NASA's Dawn mission to the asteroid belt is no ordinary deep space expedition. Instead of traditional chemical rockets, the Dawn spacecraft uses sophisticated ion engines for propulsion. This enabled Dawn to become the first mission to orbit not one, but two different worlds — first the giant asteroid Vesta and now the dwarf planet Ceres. Vesta and Ceres formed early in the solar system's history, and by studying them, the mission is helping scientists go back in time to the dawn of the planets. To mark a decade since Dawn was launched on Sept. 27, 2007, here are 10 things to know about this trailblazing mission.

1. Ion engines: not just for sci-fi anymore. Most rocket engines use chemical reactions for propulsion, which tend to be powerful but short-lived. Dawn's futuristic, hyper-efficient ion propulsion system works by using electricity to accelerate ions (charged particles) from xenon fuel to a speed seven to 10 times that of chemical engines. Ion engines accelerate the spacecraft slowly, but they're very thrifty with fuel, using just milligrams of xenon per second (about 10 ounces over 24 hours) at maximum thrust. Without its ion engines, Dawn could not have carried enough fuel to go into orbit around two different solar system bodies. Try your hand at an interactive ion engine simulation.

2. Time capsules. Scientists have long wanted to study Vesta and Ceres up close. Vesta is a large, complex and intriguing asteroid. Ceres is the largest object in the entire asteroid belt, and was once considered a planet in its own right after it was discovered in 1801. Vesta and Ceres have significant differences, but both are thought to have formed very early in the history of the solar system, harboring clues about how planets are constructed. Learn more about Ceres and Vesta—including why we have pieces of Vesta here on Earth.

3. Portrait of a dwarf planet. This view of Ceres built from Dawn photos is centered on Occator Crater, home of the famous "bright spots." The image resolution is about 460 feet (140 meters) per pixel. Take a closer look.

4. What's in a name? Craters on Ceres are named for agricultural deities from all over the world, and other features carry the names of agricultural festivals. Ceres itself was named after the Roman goddess of grain and harvests (that's also where the word "cereal" comes from). The International Astronomical Union recently approved 25 new Ceres feature names tied to the theme of agricultural deities. Jumi, for example, is the Latvian god of fertility of the field. Study the full-size map.

5. Landslides or ice slides? Thanks to Dawn, evidence is mounting that Ceres hides a significant amount of water ice. A recent study adds to this picture, showing how ice may have shaped the variety of landslides seen on Ceres today.

6. The lonely mountain. Ahuna Mons, a 3-mile-high (5-kilometer-high) mountain, puzzled Dawn's Ceres explorers when they first found it. It rises all alone above the surrounding plains. Now scientists on the Dawn team think it is likely a cryovolcano — one that erupts a liquid made of volatiles such as water, instead of rock. "This is the only known example of a cryovolcano that potentially formed from a salty mud mix, and that formed in the geologically recent past," one researcher said. Learn more.
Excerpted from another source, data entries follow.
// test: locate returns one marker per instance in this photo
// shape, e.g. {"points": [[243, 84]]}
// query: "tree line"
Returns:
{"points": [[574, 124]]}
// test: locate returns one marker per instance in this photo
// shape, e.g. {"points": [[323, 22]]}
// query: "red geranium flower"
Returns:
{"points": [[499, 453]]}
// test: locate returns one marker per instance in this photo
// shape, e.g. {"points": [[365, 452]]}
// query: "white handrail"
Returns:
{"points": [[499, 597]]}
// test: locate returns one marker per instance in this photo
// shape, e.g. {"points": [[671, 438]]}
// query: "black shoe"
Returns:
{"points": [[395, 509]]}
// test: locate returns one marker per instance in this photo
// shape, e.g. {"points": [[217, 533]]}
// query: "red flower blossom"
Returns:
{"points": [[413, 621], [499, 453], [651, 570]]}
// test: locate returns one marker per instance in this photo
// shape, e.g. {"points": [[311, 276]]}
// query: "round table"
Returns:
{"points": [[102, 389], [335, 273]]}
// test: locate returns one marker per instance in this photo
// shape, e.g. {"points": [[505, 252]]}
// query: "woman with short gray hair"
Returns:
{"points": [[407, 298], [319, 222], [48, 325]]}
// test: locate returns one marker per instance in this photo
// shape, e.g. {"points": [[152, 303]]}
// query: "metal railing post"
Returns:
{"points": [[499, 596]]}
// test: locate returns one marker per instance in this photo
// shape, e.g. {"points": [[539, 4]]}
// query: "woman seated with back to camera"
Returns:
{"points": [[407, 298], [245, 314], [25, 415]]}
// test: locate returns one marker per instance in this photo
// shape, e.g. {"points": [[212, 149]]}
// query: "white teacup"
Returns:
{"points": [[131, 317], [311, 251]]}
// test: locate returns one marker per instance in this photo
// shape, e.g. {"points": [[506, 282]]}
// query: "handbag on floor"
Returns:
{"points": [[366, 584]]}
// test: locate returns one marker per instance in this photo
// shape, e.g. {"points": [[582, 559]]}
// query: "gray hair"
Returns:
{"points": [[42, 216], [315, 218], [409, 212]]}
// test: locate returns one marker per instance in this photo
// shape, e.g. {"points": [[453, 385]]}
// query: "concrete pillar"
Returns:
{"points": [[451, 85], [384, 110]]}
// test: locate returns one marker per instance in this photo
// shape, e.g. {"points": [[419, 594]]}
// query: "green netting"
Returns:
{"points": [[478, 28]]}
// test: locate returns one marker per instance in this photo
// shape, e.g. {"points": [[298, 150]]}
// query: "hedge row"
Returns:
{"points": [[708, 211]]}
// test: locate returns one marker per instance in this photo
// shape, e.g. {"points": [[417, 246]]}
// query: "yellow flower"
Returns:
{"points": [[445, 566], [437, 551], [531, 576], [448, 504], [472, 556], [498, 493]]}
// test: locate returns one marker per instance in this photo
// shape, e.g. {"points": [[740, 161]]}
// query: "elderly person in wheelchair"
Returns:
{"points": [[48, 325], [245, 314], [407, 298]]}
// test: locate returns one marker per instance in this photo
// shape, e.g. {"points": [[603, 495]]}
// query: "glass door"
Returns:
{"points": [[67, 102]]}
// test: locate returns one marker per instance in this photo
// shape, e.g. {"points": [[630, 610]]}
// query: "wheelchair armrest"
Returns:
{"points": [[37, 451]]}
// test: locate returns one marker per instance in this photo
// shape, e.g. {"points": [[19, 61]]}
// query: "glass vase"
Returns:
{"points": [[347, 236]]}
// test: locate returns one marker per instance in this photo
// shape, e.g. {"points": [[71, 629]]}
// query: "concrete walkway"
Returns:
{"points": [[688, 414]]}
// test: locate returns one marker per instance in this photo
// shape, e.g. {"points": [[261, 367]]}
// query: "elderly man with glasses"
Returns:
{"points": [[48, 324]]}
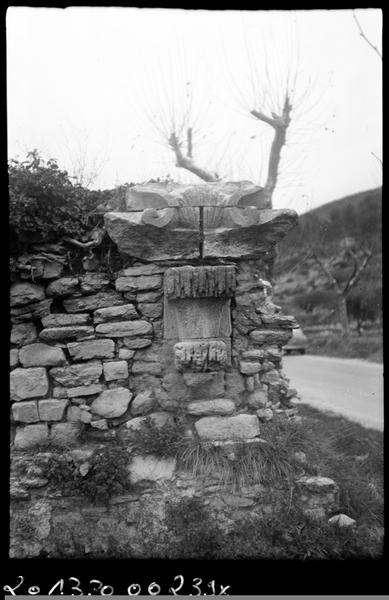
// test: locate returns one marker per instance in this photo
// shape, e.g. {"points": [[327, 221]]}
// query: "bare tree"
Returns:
{"points": [[363, 36], [357, 259], [280, 124], [186, 161]]}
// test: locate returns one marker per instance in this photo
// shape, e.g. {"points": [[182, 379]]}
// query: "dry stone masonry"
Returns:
{"points": [[187, 327]]}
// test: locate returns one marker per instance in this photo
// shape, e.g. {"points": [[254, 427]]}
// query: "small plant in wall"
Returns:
{"points": [[99, 478], [164, 441]]}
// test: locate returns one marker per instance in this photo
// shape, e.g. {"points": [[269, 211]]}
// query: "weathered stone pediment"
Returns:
{"points": [[185, 222]]}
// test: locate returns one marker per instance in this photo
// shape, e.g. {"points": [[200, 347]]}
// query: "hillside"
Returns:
{"points": [[300, 285]]}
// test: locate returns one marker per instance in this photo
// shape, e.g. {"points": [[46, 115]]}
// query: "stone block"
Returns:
{"points": [[149, 296], [273, 353], [174, 387], [250, 384], [23, 333], [91, 349], [59, 392], [22, 293], [140, 283], [115, 313], [234, 383], [75, 332], [139, 366], [147, 242], [264, 414], [40, 267], [211, 407], [65, 434], [31, 435], [200, 318], [115, 370], [150, 354], [62, 287], [151, 468], [202, 385], [28, 383], [239, 427], [249, 367], [272, 377], [342, 521], [13, 358], [77, 375], [146, 269], [25, 412], [41, 355], [30, 312], [65, 320], [253, 354], [124, 329], [200, 355], [200, 282], [126, 354], [93, 302], [51, 410], [257, 399], [136, 343], [93, 282], [100, 424], [112, 403], [142, 403], [150, 310], [73, 414], [84, 390], [271, 337]]}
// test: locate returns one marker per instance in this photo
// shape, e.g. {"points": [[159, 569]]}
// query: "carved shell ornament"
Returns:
{"points": [[217, 220], [222, 204]]}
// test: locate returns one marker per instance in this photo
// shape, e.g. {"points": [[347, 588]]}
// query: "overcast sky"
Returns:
{"points": [[101, 87]]}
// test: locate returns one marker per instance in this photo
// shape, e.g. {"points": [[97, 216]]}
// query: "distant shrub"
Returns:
{"points": [[44, 202], [106, 476], [162, 441]]}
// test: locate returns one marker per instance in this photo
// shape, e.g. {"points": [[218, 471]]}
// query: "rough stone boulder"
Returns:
{"points": [[151, 468], [41, 355], [25, 293], [28, 383], [62, 287], [112, 403], [91, 349], [239, 427], [73, 375], [124, 329]]}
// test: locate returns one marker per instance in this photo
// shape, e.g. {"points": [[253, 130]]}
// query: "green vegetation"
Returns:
{"points": [[162, 441], [45, 204], [105, 473], [340, 234], [245, 465]]}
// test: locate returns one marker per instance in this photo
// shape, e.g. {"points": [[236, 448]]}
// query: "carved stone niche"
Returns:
{"points": [[197, 317], [229, 220], [200, 355]]}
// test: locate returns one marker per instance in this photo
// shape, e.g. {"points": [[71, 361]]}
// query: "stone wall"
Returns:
{"points": [[88, 352], [176, 345]]}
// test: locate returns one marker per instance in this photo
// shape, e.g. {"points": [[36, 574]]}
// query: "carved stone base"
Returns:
{"points": [[199, 356]]}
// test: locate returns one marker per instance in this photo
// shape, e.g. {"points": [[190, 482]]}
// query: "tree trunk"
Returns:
{"points": [[343, 316]]}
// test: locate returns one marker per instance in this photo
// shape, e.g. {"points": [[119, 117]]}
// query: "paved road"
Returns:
{"points": [[347, 386]]}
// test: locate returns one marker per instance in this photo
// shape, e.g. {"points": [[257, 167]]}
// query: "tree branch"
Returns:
{"points": [[358, 270], [326, 271], [186, 162], [280, 124], [362, 34]]}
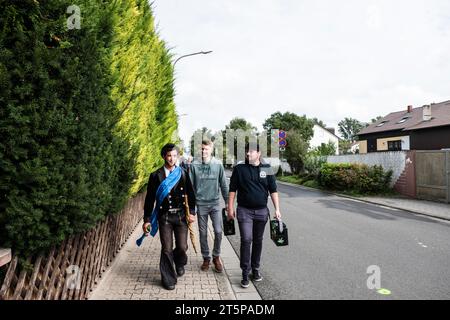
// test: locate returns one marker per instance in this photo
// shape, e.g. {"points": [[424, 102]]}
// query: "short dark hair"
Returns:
{"points": [[167, 148], [251, 146], [207, 142]]}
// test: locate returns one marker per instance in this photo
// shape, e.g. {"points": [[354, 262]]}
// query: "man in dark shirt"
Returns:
{"points": [[253, 181], [171, 216]]}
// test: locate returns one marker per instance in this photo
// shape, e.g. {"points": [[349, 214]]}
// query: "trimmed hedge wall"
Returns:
{"points": [[358, 178], [83, 115]]}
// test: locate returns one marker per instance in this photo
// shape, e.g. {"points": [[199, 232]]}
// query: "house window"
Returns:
{"points": [[381, 123], [395, 145], [403, 119]]}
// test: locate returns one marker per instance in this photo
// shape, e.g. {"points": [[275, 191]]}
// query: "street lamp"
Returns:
{"points": [[191, 54]]}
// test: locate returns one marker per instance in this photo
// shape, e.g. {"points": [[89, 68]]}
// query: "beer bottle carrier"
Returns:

7. Shining a light on the bright spots. The brightest area on Ceres, located in the mysterious Occator Crater, has the highest concentration of carbonate minerals ever seen outside Earth, according to studies from Dawn scientists. Occator is 57 miles (92 kilometers) wide, with a central pit about 6 miles (10 kilometers) wide. The dominant mineral of this bright area is sodium carbonate, a kind of salt found on Earth in hydrothermal environments. This material appears to have come from inside Ceres, and this upwelling suggests that temperatures inside Ceres are, or were, warmer than previously believed. Even more intriguingly, the results suggest that liquid water may have existed beneath the surface of Ceres in recent geological time. The salts could be remnants of an ocean, or localized bodies of water, that reached the surface and then froze millions of years ago. See more details.

8. Captain's log. Dawn's chief engineer and mission director, Marc Rayman, provides regular dispatches about Dawn's work in the asteroid belt. Catch the latest updates here.

9. Eyes on Dawn. Another cool way to retrace Dawn's decade-long flight is to download NASA's free Eyes on the Solar System app, which uses real data to let you go to any point in the solar system, or ride along with any spacecraft, at any point in time—all in 3-D.

10. No stamp required. Send a postcard from one of these three sets of images that tell the story of dwarf planet Ceres, protoplanet Vesta, and the Dawn mission overall.